Ist für eine Story natürlich Käse, aber zeitlich nicht anders zu lösen. Und wir zocken seit 1995 Spiele oft zusammen durch.

Ist schon ein klasse Game, aber insgesamt etwas zu sehr in die Länge gezogen.

Team Abby. :deal:
:ugly: wie bei mir, habs auch erst vor kurzem durchgespielt gehabt. :ugly:
 
spielt gungrave durch aber hört mit last of us 2 nach 15h auf....ich glaube wir müssen mal ein ernstes Wörtchen reden:nein:
Gungrave hab ich hauptsächlich auf der Arbeit durchgezockt, war Müll aber dort genau richtig. Gameplay in tlou2 ist absolut spitze aber dieses ganze konstruierte Drama und die plumpen Versuche einen zu schocken brauche ich nicht. Wenn Druckmann erreichen wollte, daß man es ungerne zockt, Glückwunsch Ziel erreicht aber dabei vergessen, daß Videospiele Spaß machen sollen. Von mir aus kann der auch gerne in Hollywood bleiben wenn der weiterhin so einen Quatsch abziehen will.

Teil1 war von der Story und dem Ablauf wesentlich besser, hätte im Moment mehr Lust auf das Remake als auf den 2. Teil.:mhm: Aber das Problem ist auch mein Backlog und die vielen offenen Games, ich ertrinke im Überfluss. Wollte nur ne kurze Pause einlegen und hab zur Erholung Xcom2 gestartet, das hat mich total abgeholt und ich hab es in einer Woche durchgezockt, nebenbei noch endlich Ac Odyssey beendet und danach mit W40k Martyr und Persona 4 angefangen. Da kann ein tlou2 schon mal in den Hintergrund rücken. :ugly:
 
So ich bin durch.
Einzigartiges Spiel, das immer in Erinnerung bleibt. Für mich ist der erste Teil dennoch mein Favorit.
Der große Bruch in Teil 2 ist der Wechsel in der Hälfte zu Abbie. Für mich hat es absolut nicht gepasst und ich war schon fast angewidert, mir ihr zuspielen, mich aufzuleveln und sogar gegen Ellie zu kämpfen.
 
Zuletzt bearbeitet:
Ich finde es interessant, dass gefühlt oft so getan wird, als ob nur Ellie oder eben Abby amoralisch und falsch handelt.

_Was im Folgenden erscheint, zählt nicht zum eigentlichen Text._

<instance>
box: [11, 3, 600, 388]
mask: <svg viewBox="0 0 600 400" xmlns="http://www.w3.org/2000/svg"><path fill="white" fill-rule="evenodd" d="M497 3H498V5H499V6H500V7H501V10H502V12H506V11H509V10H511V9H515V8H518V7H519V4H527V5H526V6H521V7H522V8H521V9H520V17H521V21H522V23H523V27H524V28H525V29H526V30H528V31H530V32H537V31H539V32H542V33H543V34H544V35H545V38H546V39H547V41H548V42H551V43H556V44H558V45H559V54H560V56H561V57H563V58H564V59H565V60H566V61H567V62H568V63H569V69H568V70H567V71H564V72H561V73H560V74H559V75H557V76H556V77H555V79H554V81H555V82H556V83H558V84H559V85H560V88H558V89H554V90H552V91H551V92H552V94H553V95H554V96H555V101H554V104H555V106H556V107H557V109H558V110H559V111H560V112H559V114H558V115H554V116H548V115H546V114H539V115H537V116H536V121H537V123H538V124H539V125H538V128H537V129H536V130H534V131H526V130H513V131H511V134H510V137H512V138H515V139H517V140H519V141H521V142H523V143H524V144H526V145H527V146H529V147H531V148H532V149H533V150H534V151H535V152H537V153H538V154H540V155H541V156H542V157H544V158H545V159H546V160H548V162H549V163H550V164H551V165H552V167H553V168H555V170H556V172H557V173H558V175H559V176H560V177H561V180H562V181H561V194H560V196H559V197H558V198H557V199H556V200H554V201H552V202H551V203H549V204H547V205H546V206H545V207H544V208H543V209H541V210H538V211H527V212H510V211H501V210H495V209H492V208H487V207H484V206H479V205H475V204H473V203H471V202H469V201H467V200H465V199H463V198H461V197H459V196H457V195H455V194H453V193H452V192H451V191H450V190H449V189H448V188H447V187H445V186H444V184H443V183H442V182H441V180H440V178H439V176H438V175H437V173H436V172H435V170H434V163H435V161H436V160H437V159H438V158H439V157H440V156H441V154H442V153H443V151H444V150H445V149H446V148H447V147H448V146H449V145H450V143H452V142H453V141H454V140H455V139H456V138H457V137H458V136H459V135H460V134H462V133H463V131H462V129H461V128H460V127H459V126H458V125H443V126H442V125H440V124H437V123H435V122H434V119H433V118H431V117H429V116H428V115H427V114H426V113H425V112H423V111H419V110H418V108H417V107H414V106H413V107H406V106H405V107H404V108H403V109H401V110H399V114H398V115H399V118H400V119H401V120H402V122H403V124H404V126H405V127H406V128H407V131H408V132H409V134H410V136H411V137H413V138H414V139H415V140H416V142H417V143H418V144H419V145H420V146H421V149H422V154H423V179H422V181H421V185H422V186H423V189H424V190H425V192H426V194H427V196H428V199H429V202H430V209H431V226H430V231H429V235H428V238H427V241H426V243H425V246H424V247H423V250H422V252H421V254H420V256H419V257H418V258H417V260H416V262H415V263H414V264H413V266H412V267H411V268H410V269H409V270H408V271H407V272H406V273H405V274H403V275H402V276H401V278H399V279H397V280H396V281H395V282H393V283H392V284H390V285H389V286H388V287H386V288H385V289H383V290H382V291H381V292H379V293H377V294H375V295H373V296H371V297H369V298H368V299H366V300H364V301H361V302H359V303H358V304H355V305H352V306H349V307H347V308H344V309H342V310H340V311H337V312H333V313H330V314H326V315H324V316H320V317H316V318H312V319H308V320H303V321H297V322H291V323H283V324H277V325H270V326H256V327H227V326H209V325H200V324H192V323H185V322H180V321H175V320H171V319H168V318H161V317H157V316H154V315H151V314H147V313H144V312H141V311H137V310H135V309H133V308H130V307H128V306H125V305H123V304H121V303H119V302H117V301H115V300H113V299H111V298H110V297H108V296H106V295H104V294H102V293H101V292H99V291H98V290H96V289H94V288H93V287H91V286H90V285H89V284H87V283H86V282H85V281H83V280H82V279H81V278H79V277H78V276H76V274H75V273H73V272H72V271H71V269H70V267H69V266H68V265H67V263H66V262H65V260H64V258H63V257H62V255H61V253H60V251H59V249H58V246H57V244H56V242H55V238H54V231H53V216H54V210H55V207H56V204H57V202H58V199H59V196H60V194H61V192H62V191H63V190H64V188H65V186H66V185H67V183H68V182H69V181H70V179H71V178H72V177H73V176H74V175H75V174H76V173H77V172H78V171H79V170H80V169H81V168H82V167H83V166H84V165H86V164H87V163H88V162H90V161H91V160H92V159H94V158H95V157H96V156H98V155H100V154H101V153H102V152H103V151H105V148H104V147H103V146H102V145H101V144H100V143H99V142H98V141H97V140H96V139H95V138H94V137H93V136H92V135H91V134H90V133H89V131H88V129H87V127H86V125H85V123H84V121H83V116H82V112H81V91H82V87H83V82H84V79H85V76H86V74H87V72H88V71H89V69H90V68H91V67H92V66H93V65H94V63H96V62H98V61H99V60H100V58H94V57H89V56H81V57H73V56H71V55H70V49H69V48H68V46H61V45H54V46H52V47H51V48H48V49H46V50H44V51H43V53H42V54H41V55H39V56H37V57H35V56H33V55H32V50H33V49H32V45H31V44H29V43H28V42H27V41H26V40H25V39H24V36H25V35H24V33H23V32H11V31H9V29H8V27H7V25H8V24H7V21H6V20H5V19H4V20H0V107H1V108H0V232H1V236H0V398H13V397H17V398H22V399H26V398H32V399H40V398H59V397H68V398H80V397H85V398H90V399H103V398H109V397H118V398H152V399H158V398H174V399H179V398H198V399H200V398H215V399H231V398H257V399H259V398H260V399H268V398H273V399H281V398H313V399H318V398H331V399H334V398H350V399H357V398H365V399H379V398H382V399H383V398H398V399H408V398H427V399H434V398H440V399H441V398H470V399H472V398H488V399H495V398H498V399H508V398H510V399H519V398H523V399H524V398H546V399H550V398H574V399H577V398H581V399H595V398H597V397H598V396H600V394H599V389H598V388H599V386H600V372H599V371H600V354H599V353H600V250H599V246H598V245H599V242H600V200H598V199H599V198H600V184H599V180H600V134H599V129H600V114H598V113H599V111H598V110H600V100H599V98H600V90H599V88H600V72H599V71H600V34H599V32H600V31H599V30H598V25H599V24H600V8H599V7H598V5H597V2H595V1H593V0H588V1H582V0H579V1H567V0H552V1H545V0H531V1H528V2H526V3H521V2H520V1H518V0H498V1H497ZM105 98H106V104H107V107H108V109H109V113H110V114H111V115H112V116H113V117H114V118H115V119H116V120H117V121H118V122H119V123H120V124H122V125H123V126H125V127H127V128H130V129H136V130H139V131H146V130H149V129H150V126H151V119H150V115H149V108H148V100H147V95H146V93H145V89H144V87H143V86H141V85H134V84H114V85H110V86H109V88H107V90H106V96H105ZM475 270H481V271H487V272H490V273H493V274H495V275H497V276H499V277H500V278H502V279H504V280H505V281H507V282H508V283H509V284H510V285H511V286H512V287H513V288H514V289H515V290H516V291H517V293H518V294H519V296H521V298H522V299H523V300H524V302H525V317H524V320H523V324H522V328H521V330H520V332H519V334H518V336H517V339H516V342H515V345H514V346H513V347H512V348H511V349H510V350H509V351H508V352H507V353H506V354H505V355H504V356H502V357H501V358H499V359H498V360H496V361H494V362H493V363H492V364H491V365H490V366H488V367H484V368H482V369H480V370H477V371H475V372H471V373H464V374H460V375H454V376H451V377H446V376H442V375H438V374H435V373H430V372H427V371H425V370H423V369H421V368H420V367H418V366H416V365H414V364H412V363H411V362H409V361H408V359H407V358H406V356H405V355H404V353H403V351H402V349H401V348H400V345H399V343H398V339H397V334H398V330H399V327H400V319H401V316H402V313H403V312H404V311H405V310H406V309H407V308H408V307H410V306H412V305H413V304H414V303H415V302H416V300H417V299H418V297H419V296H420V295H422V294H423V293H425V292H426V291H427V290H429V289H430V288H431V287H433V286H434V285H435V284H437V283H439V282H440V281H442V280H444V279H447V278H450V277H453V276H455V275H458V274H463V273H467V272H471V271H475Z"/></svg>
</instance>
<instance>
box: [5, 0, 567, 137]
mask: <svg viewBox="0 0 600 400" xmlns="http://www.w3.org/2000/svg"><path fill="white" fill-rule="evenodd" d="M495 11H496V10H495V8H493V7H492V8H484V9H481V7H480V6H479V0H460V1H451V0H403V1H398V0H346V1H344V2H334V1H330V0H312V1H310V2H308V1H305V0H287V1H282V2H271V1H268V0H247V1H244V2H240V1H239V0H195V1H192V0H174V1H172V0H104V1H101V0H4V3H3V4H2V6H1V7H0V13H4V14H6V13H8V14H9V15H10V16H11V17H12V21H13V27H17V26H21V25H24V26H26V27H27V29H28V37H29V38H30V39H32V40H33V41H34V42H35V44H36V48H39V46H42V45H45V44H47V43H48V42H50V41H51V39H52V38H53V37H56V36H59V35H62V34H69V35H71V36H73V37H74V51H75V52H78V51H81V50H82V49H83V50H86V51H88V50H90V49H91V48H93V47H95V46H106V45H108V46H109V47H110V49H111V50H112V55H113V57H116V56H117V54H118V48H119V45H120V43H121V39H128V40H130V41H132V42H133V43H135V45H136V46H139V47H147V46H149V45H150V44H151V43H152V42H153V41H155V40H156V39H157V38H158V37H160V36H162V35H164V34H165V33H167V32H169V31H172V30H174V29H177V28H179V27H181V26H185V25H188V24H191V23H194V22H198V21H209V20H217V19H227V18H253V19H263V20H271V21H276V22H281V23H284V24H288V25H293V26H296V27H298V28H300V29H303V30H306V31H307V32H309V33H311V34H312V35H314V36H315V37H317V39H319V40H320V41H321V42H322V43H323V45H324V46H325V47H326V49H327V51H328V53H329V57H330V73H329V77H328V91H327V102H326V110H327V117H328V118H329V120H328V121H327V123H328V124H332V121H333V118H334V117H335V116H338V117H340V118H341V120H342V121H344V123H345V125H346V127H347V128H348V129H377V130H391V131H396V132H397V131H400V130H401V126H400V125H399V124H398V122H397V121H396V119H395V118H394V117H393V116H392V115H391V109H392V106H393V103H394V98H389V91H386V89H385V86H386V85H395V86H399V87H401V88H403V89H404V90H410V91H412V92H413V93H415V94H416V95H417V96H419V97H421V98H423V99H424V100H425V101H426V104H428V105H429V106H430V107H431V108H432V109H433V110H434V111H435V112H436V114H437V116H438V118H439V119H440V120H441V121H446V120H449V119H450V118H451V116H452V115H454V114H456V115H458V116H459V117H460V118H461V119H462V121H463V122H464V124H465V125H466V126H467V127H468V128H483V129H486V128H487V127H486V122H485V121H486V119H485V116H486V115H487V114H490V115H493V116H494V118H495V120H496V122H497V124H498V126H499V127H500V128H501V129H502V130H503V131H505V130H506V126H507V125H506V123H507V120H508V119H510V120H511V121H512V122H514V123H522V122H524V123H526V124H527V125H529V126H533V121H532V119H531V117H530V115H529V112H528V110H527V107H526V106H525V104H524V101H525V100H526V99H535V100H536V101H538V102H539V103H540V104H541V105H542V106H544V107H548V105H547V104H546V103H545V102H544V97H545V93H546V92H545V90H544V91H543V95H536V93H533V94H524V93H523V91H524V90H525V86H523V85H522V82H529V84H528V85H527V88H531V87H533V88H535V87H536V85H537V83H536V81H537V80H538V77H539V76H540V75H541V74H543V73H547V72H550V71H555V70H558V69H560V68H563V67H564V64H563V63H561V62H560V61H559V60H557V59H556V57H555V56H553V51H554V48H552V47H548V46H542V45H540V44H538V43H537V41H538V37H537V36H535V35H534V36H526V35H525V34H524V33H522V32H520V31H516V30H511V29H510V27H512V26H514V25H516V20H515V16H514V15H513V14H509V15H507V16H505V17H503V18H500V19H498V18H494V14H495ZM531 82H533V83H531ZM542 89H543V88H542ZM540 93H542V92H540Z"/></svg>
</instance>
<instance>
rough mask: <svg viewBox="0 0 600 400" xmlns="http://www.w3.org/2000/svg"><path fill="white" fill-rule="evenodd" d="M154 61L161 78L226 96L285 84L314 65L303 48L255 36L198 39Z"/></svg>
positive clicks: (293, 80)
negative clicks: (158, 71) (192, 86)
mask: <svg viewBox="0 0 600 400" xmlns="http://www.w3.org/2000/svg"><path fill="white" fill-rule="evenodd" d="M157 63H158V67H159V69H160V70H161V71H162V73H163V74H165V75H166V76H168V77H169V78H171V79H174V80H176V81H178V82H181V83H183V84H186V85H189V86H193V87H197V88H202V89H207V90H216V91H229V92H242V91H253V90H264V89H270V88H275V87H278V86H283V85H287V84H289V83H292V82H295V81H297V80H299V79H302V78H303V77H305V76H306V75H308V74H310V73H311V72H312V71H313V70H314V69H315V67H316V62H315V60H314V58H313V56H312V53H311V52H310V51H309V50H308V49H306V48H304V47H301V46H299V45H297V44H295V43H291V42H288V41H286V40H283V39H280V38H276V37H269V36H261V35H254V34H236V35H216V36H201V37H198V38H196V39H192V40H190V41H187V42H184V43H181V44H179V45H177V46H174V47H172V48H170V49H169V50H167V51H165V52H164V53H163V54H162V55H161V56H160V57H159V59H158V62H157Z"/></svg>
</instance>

Für mich nehmen sich beide nicht viel. Jede - sowohl Ally als auch Abby - begehen im Laufe der Handlung verabscheuenswürdige Dinge und für mich hat keine von beiden die moralische Hoheit. Jede ist auf ihre Weise verloren. Wobei Abby im Gegensatz zu Ellie immerhin lernfähig ist und sich weiterentwickelt, was ihre vollkommen überzogene und grausame Vorgehensweise bei
Joels Tötung
allerdings nicht besser macht. Unter dem Strich haben weder Abby noch Ellie eine weiße Weste, weshalb es mir persönlich auch schwer fällt, richtige Sympathie für eine von beiden zu entwickeln.
 
Menschen sind im Regelfall auch nicht unfehlbar und haben selten eine gänzlich weiße Weste. Ist schon sehr nachvollziehbar aus emotionaler Sicht.

Trotzdem hab ich immer Sympathien für Ellie und Joel, alleine wegen des Erstlings.